Para êste fim, a Organização Internacional de Aviação Civil adotará e emenderá, oportunamente, segundo a necessidade, as normas internacionais e as prática e processos relativos aos pontos seguintes:
(a) Sistema de comunicação e auxílio à navegação aérea, inclusive as marcações terrestres;
(b) Características de aeroportos e áreas de pouso;
(c) Regras de tráfego e métodos de côntrole de tráfego aéreo;
(d) Licenças para o pessoal de vôo e mecânicos;
(e) Navegabilidade das aeronaves;
(f) Registro e matrícula de aeronaves;
(g) Coleta e troca de dados meteorológicos
(h) Livros de bordo;
( i ) Mapas e cartas
(j) Formalidades de alfândega e de imigração;
(k) Aeronaves em perigo e investigação de acidentes;
Assim como tôdas as sugestões relacionadas com a segurança, regularidade e eficiência de navegação aérea que oportunamente forem necessárias.
ARTIGO 38
Diferenças entre as normas e processos internacionais
Se um Estado se vê impossibilitado de cumprir em todos os seus detalhes certas normas ou processos internacionais, ou de fazer que seus próprios regulamentos e práticas concordem por completo com as normas e processos internacionais que tenham sido objeto de emendas, ou se o Estado considerar necessário adotar regulamentos e práticas diferentes em algum ponto dos estabelecidos por normas internacionais, informará imediatamente a Organização Internacional de Aviação Civil das diferenças existentes entre suas próprias práticas e as internacionais. Em caso de emendas estas últimas o Estado que não fizer estas alterações nos seus regulamentos ou práticas deverá informar o Conselho dentro do período de 60 dias a contar da data em que fôr adotada a emenda às normas internacionais, ou indicará o que fará a êsse respeito.
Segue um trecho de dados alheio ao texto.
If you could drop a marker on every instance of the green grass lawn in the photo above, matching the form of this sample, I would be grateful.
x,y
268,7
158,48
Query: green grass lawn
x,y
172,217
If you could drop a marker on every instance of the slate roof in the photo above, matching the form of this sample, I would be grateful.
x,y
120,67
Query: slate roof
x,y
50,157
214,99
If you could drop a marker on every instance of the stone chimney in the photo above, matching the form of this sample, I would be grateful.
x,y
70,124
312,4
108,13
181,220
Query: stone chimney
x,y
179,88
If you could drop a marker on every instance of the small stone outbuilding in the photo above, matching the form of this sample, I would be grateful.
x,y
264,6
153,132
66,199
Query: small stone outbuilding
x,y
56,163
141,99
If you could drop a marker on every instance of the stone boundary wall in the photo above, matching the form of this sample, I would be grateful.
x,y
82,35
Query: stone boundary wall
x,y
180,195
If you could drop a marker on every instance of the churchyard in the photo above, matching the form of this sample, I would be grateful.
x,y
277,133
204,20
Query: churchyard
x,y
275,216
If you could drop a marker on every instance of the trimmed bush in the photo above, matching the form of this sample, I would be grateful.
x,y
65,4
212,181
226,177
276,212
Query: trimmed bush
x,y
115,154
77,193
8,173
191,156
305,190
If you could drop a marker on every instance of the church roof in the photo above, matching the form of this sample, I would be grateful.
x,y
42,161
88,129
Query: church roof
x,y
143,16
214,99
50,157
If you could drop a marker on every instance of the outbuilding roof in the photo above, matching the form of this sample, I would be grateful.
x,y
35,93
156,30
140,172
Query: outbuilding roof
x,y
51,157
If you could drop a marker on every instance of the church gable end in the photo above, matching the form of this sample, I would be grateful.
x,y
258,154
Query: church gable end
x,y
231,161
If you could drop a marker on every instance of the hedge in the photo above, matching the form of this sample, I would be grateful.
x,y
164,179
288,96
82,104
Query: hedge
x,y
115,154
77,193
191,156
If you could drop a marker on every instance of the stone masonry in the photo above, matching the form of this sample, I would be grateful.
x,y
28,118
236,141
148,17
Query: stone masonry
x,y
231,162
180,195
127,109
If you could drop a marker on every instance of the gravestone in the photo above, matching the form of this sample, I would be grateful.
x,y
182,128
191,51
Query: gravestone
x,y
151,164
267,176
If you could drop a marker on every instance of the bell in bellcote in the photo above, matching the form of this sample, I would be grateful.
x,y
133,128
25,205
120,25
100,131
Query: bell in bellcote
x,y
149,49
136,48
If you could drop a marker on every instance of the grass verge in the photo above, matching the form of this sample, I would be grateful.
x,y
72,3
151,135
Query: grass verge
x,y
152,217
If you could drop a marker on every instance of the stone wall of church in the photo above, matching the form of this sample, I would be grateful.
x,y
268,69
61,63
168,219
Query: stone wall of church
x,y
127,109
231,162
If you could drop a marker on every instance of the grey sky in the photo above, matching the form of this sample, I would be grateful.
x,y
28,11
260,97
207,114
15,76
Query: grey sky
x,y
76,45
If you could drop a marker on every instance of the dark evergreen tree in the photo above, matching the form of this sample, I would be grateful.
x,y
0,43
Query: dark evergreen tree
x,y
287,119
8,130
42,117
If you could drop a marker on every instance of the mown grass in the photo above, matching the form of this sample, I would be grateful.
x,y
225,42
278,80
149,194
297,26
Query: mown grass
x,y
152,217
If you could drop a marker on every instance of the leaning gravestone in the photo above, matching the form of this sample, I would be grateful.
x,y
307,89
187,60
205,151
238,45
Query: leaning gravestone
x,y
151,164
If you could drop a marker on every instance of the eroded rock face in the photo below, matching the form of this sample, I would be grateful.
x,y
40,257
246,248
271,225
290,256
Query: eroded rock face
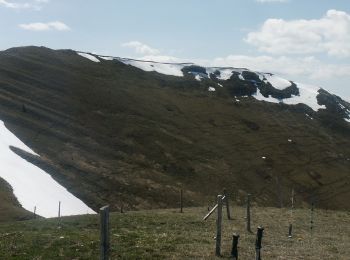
x,y
113,133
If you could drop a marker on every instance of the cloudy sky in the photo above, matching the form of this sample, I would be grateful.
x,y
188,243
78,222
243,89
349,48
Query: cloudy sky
x,y
305,41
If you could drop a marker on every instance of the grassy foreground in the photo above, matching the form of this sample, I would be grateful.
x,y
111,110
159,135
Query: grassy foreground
x,y
168,234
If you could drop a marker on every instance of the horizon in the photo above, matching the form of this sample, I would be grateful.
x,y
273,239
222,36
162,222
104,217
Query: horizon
x,y
282,37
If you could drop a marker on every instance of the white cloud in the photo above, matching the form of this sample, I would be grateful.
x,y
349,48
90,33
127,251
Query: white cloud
x,y
141,48
34,4
58,26
272,1
330,34
309,67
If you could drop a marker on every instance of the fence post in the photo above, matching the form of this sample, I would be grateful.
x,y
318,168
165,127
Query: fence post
x,y
258,240
227,205
312,218
104,242
181,201
234,251
248,213
290,230
291,215
218,227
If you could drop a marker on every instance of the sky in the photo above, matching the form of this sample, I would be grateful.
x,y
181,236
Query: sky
x,y
304,41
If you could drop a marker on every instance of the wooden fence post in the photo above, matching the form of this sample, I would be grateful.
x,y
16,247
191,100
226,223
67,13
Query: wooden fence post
x,y
248,213
258,240
234,251
312,218
227,205
290,229
181,201
218,227
291,215
104,242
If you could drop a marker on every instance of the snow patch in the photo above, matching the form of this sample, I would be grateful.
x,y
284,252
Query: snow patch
x,y
277,82
106,57
89,56
32,186
308,96
174,69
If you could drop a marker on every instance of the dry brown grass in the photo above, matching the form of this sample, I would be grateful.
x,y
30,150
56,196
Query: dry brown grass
x,y
167,234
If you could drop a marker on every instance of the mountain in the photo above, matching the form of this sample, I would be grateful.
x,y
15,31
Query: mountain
x,y
133,133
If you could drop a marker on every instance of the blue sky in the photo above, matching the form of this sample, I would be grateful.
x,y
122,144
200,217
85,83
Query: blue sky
x,y
305,41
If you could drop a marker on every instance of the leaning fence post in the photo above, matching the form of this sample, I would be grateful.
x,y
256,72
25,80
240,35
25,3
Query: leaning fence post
x,y
218,227
227,205
258,240
248,213
104,242
181,201
234,251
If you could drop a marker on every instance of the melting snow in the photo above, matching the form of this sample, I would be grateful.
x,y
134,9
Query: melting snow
x,y
31,185
106,57
277,82
174,69
89,56
308,96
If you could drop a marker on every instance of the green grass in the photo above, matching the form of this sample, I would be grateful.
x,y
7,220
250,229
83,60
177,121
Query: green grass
x,y
168,234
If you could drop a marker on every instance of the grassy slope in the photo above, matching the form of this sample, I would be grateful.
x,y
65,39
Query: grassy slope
x,y
171,235
122,131
10,209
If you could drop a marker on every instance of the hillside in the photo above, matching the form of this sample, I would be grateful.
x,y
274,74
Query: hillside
x,y
112,133
167,234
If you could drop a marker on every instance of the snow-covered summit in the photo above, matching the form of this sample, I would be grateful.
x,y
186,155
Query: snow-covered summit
x,y
263,86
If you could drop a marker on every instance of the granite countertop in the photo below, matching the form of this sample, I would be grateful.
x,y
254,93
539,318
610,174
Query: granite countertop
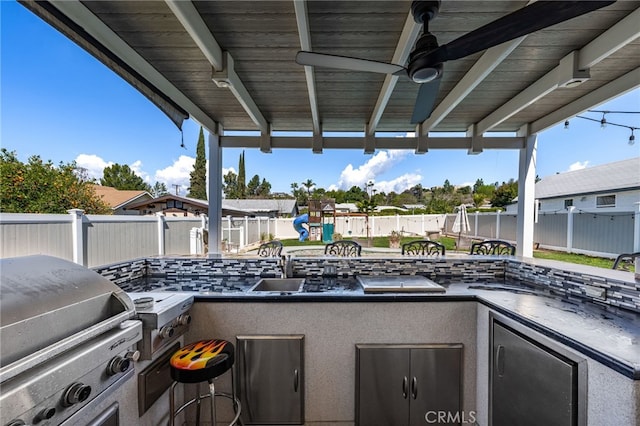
x,y
607,334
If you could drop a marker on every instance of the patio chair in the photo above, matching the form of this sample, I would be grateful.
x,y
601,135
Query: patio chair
x,y
493,247
270,249
626,261
423,248
343,248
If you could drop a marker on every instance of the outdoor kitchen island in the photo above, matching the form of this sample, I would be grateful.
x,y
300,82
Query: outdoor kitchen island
x,y
588,317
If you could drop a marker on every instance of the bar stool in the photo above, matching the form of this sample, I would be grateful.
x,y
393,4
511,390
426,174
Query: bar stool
x,y
203,361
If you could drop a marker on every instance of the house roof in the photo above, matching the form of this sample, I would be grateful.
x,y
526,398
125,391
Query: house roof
x,y
619,175
117,198
231,64
201,204
259,205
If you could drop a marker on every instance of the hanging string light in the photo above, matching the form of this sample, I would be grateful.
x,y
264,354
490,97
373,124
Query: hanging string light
x,y
603,122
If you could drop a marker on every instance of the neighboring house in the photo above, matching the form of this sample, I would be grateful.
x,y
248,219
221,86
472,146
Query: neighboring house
x,y
346,208
606,188
379,209
173,205
277,207
119,200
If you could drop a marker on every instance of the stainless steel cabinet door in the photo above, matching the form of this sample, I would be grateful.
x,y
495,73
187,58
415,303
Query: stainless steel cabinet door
x,y
530,386
434,387
400,385
271,379
382,386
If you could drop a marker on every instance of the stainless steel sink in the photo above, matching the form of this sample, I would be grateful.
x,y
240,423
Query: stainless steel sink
x,y
398,283
279,285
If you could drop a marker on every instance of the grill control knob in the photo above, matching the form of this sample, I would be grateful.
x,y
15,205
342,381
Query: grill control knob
x,y
120,364
44,414
76,393
184,319
166,332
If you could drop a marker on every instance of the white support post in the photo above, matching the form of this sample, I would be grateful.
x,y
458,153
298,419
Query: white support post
x,y
475,225
526,197
77,235
215,195
570,228
246,230
636,230
636,239
160,222
259,228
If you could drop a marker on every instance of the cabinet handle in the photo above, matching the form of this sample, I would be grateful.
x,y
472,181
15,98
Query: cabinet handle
x,y
414,387
500,360
405,387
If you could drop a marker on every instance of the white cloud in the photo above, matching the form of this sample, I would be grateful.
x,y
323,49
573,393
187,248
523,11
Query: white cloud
x,y
399,184
177,174
578,165
136,166
93,164
376,165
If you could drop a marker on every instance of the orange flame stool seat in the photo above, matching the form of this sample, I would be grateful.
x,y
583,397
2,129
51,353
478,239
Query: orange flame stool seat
x,y
203,361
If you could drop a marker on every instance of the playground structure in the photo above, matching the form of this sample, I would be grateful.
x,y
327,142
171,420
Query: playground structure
x,y
321,221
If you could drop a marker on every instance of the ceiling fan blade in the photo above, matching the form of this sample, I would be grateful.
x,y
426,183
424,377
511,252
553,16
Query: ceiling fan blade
x,y
347,63
531,18
424,102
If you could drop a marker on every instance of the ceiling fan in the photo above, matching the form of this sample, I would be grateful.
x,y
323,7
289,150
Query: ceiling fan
x,y
426,60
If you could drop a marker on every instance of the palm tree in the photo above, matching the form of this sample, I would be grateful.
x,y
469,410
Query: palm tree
x,y
308,184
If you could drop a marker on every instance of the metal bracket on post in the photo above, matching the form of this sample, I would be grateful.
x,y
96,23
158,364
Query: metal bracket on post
x,y
369,143
160,233
265,140
476,141
316,143
77,215
422,140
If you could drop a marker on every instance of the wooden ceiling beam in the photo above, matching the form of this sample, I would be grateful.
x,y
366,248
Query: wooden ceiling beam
x,y
616,37
224,74
97,29
302,20
408,37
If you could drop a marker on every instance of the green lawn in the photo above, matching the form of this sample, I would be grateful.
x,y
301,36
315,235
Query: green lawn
x,y
450,244
574,258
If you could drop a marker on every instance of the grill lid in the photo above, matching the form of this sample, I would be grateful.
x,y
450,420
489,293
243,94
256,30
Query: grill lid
x,y
49,305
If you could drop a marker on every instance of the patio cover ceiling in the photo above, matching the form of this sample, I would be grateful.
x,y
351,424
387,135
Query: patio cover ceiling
x,y
230,65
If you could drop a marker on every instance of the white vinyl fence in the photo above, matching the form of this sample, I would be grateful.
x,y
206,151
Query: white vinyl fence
x,y
95,240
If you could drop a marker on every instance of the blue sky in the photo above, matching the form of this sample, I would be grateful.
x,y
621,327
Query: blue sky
x,y
60,103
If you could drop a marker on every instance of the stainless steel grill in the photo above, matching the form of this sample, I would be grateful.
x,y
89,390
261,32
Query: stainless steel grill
x,y
67,337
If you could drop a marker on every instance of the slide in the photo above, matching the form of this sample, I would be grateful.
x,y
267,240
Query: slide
x,y
298,226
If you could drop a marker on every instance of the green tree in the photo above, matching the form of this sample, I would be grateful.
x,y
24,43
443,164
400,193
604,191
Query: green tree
x,y
41,187
264,189
505,194
230,185
308,184
253,185
242,179
122,177
198,177
159,189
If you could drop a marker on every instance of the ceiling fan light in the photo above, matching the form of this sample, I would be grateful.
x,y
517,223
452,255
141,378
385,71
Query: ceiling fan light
x,y
425,75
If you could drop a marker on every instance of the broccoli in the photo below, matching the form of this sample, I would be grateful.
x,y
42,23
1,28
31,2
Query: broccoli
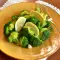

Em tal caso o Conselho notificará imediatamente a todos os demais Estados a diferença existente entre as normas internacionais e as normas correspondentes no Estado em aprêço.
ARTIGO 39
Anotações em certificados e licenças
a) Qualquer aeronave, ou parte desta a respeito da qual exista uma norma internacional de navegabilidade ou de suas características, que deixe de algum modo de satisfazer esta norma quando fôr expedido o certificado levará escrito no dorso do seu certificado de navegabilidade, ou junta a êste, a enumeração completa dos detalhes em que difere a citada norma;
b) Qualquer pessoa que tiver uma licença que não satisfaz plenamente as condições presentes pelas normas internacionais respectivas terá sua licença endossada de uma enumeração completa dos pontos em que não satisfaz estas condições.
ARTIGO 40
Validade de certificados e licenças anotadas
Aeronaves, ou pessoal com certificados ou licenças assim endossadas, não poderão tomar parte na navegação internacional exceto com licença do Estado ou Estados em cujo território entrem o registro ou o uso de tais aeronaves, ou de qualquer parte de aeronave certificada, em qualquer Estado que não seja o que outorgou o certificado original, ficará a critério do Estado para o qual a aeronave ou a peça em aprêço fôr importada.
ARTIGO 41
Aceitação de normas de navegabilidade
O disposto neste Capítulo não se aplicará às aeronaves e ao equipamento das aeronaves dos tipos cujo protótipo é submetido às autoridades nacionais competentes para homologação nos três anos que seguirão à data em que se adote uma norma internacional de navegabilidade para tal equipamento.
ARTIGO 42
Aceitação de normas de competência do pessoal
O disposto neste capítulo não se aplicará ao pessoal cuja licença original se haja expedido antes de decorrido um ano depois da data em que se adote inicialmente uma norma internacional de qualificação para tal pessoal; elas se aplicarão, entretanto, de qualquer modo ao pessoal cujas licenças são ainda válidas cinco anos depois da adoção desta norma.